Gracias a sus grandes firmas y a los titulares pomposos e incendiarios, los periódicos mueven la opinión de la sociedad con absoluta eficacia. Su mejor carta de presentación, definida la línea editorial, está en sus columnistas, por más que recientemente Alberto Olmos dijera lo contrario en El Confidencial. “El columnismo está acabado”, tituló su columna del 17 de enero, trufada de nombres propios y de esa mala baba propia del sector, consistente en no dejar títere con cabeza. Nada une más a dos personas que criticar a una tercera. Y en ésas se encontraron Olmos y el periodista Quique Peinado, quien venía de asegurar en una entrevista que «la columna de opinión es el cáncer de la profesión», sentencia a la que Olmos sacó punta. «A finales del siglo pasado —dijo— ser columnista tenía algo de marquesado en el papel. Umbral escribía cada día de lo que le daba la gana, y a veces la gana le daba para contarnos que había tomado té con una marquesa. El columnismo era así: pura filfa, diarística abierta, gente contando sus caprichos.» Pero el articulista moderno, añadía, está en manos de la plebe. Cada lector que entra en un artículo es contado, y ya no vale que uno escriba mejor o peor, sino la cantidad de entradas que recibe. «Quique Peinado sabe perfectamente que los artículos de Javier Marías se leen mucho menos que los suyos, sin ir más lejos. Y lo que viene a decirnos con su afirmación es que el tiempo del columnista estrella está llegando a su fin. Los nuevos columnistas vivirán una vida plebiscitaria, un continuo referendo sobre sus escritos.»

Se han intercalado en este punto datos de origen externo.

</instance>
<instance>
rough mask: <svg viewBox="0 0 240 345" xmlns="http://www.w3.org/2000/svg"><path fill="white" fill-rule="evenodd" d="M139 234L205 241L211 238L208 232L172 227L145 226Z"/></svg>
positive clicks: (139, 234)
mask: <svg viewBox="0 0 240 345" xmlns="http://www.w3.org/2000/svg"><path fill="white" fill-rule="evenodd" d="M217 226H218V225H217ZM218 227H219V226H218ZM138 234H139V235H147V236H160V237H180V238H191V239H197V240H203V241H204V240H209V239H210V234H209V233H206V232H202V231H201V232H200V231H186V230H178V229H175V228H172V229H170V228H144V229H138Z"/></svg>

Así no habrá quien viva, se lamentaba Olmos. O sí, vaya uno a saber. Esta situación puede volverse lo mismo a favor que en contra de los medios. Dejarlos en manos de los internautas tiene sus riesgos, mayores si cabe en tiempos aún poco claros para la prensa escrita. Decía Olmos que Quique Peinado es mucho más leído que Marías; pero más de uno se pregunta, con perdón, ¿quién es Quique Peinado? Los periódicos juegan al siete y medio, en connivencia con el poder de turno y a una distancia prudente del lector. Prueba de ello es que, con emolumentos más o menos elevados, Javier Marías tendría un lugar privilegiado en cualquier periódico español. El peso de la firma determina. Y si le diera por hablar del té seguro que nos ilustraría con ello, para divertimento de las redes sociales. No es otro el cometido de las redes que hablar del té de los demás. Cómo lo toman, con quién y por qué. Y a la prensa escrita le toca demostrar en el rigor informativo que no sólo es necesaria, sino la mejor compañía para tomar el té.